Shrake and Jenkins arrived two minutes later, and more patrol cars came along, and were waved off, and then a fire truck. Rubberneckers were piling up on the highway, and Virgil sent a couple of the cops to keep them moving. Then Ahlquist came in, and a moment later, Barlow. They stood on the shoulder of the road, watching the dissipating dust cloud, and Barlow said, “If it took out a whole house, that was probably the rest of it.”
“That’s what I said,” O’Hara told him.
Ahlquist asked, “No chance that he got out? That he set off a timer thing, then went out the far side and ran out through the corn to the other side?”
Virgil said, “No.”
Shrake said, “You sound pretty sure of that.”
“I am,” Virgil said.
“Suicide by cop,” Barlow said. “He knew you were coming, and took the easy way out.”
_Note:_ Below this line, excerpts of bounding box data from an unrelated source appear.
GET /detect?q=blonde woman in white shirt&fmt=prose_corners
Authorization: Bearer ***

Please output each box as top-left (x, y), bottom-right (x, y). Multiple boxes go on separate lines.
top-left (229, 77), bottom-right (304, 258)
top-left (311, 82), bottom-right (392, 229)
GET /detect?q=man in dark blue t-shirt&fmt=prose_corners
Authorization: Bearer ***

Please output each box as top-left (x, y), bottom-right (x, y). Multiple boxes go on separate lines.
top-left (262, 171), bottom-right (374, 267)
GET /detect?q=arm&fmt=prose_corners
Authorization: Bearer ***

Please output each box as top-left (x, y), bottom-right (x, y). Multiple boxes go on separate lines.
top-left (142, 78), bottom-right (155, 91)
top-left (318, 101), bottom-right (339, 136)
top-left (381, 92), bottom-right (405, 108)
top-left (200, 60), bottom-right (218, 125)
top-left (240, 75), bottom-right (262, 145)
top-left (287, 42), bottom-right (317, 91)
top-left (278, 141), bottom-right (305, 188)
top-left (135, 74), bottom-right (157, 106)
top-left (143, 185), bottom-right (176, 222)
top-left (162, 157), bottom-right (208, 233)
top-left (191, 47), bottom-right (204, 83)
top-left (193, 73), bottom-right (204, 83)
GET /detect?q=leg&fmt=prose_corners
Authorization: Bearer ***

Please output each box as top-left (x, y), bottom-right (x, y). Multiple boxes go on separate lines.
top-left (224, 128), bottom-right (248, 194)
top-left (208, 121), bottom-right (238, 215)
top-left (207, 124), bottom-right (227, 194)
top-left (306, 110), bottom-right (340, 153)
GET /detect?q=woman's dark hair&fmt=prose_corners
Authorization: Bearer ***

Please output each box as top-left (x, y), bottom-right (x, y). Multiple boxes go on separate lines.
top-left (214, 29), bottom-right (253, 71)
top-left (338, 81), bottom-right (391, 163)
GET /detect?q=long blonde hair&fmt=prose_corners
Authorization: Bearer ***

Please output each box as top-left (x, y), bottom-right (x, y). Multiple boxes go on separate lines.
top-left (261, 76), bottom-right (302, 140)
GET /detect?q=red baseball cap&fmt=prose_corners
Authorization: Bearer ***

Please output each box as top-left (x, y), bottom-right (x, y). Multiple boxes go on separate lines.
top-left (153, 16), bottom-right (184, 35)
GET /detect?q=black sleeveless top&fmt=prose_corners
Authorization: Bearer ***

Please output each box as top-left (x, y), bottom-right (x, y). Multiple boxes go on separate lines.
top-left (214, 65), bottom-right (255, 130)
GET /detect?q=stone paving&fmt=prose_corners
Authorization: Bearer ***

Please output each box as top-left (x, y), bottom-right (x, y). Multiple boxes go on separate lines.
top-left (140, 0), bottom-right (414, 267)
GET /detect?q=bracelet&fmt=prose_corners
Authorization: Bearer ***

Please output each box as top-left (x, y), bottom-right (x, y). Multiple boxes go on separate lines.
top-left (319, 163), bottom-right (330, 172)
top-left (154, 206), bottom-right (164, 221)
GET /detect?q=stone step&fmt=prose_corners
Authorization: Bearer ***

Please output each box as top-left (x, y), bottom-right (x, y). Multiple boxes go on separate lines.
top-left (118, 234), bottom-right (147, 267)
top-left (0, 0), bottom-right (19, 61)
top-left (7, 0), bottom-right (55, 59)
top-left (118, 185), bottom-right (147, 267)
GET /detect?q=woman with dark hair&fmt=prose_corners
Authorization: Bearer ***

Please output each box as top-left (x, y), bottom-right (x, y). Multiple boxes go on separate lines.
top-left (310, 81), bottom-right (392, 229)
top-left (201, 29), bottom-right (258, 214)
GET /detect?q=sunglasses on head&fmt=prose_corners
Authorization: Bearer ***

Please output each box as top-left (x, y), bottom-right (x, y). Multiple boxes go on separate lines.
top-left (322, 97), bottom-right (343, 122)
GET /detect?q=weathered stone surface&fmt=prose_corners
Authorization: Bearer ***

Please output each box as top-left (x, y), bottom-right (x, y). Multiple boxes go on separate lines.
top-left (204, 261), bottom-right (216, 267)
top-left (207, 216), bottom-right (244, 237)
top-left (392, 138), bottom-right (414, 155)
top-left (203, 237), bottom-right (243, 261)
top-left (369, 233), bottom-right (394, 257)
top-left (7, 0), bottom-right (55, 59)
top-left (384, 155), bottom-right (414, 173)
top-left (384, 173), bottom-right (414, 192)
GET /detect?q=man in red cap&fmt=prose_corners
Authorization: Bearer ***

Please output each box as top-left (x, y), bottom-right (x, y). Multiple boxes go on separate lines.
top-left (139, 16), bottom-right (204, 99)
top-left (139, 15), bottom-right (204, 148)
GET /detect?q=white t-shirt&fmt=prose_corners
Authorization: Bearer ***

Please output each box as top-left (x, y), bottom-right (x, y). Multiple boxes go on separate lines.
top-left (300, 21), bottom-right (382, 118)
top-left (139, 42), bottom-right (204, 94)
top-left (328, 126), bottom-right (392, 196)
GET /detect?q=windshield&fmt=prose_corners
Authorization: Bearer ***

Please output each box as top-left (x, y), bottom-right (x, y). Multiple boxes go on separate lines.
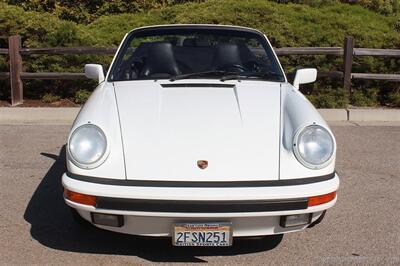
top-left (109, 26), bottom-right (285, 81)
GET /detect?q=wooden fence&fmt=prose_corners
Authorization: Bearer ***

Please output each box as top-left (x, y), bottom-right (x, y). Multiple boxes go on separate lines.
top-left (0, 35), bottom-right (400, 106)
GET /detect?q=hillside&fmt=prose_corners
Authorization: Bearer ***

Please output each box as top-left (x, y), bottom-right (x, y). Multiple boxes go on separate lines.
top-left (0, 0), bottom-right (400, 107)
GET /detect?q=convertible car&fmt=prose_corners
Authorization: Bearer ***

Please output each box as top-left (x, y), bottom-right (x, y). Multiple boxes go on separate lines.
top-left (62, 25), bottom-right (339, 246)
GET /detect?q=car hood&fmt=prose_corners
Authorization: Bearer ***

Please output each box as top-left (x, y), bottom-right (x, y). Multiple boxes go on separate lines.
top-left (114, 80), bottom-right (281, 181)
“I think we can go up there,” Virgil said. The cloud was thinning, under a light westerly breeze.
They drove up the hill in a long caravan, with the fire truck trailing behind. They found a hole, but no sign of Wyatt.
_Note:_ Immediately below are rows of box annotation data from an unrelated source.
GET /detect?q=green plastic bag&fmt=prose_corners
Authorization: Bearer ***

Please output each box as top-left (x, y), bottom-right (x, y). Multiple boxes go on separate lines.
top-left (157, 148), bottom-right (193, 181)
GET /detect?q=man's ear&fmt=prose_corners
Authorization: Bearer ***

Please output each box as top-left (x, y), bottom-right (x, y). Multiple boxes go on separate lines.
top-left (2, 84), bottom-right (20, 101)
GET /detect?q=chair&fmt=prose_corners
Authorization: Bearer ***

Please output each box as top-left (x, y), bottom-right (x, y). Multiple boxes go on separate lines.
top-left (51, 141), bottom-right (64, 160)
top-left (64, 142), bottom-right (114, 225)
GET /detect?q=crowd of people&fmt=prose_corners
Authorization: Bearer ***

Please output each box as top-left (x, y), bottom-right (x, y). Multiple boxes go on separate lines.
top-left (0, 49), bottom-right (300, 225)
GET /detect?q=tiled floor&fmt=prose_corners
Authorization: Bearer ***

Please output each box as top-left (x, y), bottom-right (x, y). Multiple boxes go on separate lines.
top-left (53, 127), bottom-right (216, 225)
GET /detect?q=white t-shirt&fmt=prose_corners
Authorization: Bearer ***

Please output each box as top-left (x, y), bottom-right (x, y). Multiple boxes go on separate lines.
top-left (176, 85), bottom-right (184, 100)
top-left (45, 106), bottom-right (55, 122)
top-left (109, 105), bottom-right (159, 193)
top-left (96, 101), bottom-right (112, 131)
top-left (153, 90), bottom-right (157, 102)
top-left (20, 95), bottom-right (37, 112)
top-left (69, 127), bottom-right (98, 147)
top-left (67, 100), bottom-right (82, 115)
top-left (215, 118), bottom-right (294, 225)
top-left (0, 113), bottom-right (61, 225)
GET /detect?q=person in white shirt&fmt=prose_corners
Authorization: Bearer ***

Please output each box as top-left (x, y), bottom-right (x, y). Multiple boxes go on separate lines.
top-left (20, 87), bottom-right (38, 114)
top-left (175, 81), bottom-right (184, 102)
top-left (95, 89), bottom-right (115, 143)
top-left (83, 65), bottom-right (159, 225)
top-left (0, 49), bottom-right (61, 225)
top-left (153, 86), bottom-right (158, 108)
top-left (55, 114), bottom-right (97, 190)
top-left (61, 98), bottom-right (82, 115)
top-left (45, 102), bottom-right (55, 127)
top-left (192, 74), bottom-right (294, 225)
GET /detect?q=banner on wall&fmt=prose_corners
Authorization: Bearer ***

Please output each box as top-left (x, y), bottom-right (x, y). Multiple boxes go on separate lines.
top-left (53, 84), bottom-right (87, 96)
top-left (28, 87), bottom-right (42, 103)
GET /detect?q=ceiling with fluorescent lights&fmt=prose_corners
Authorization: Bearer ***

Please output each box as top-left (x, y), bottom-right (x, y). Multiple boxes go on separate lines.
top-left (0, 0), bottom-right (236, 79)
“If it killed him, his head should be around here somewhere,” Barlow said, and Virgil remembered what the deputy had said the first night he was in town. O’Hara remembered it, too, and looked at Virgil and nodded.
“Then we need to get some people together to walk the field,” Virgil said. “We had bricks coming down eighty yards out, so if we.. . you know, his head shouldn’t have gone much further than that.”
Barlow looked at him, but nodded.
Ahlquist pointed at a deputy and told him to get some cops and start walking the field. Barlow walked over and looked in the hole, the former cellar. He shook his head. “Damn good thing we didn’t go down that basement. The thing must have been unstable-or maybe it was set to blow if anyone found it.”
Virgil: “You think the bomb was in the basement?”
Barlow nodded. “I know it was. If it had been upstairs, the floor would have been blown into the basement. But the explosion was below the floor, and everything went straight up. That’s why the basement’s so clean. The whole building, including the floor, went out.”
He added, “You two were lucky. You were down below the shrapnel line and partly sheltered by that foundation. About nine thousand pounds of shrapnel blew right over your heads.”
“And you think that was the whole stash of Pelex,” Ahlquist said.
“Just about had to be, to do this kind of damage,” Barlow said. He looked around and shook his head. “I need to get pictures of this. This is something we don’t see very often.”
The cops were walking the field, slowly, looking behind every cornstalk. Virgil got his Nikon and a short zoom, and walked around the blast zone, documenting the effects of the explosion at Barlow’s direction-and Barlow wanted three shots of everything, at slightly different exposures.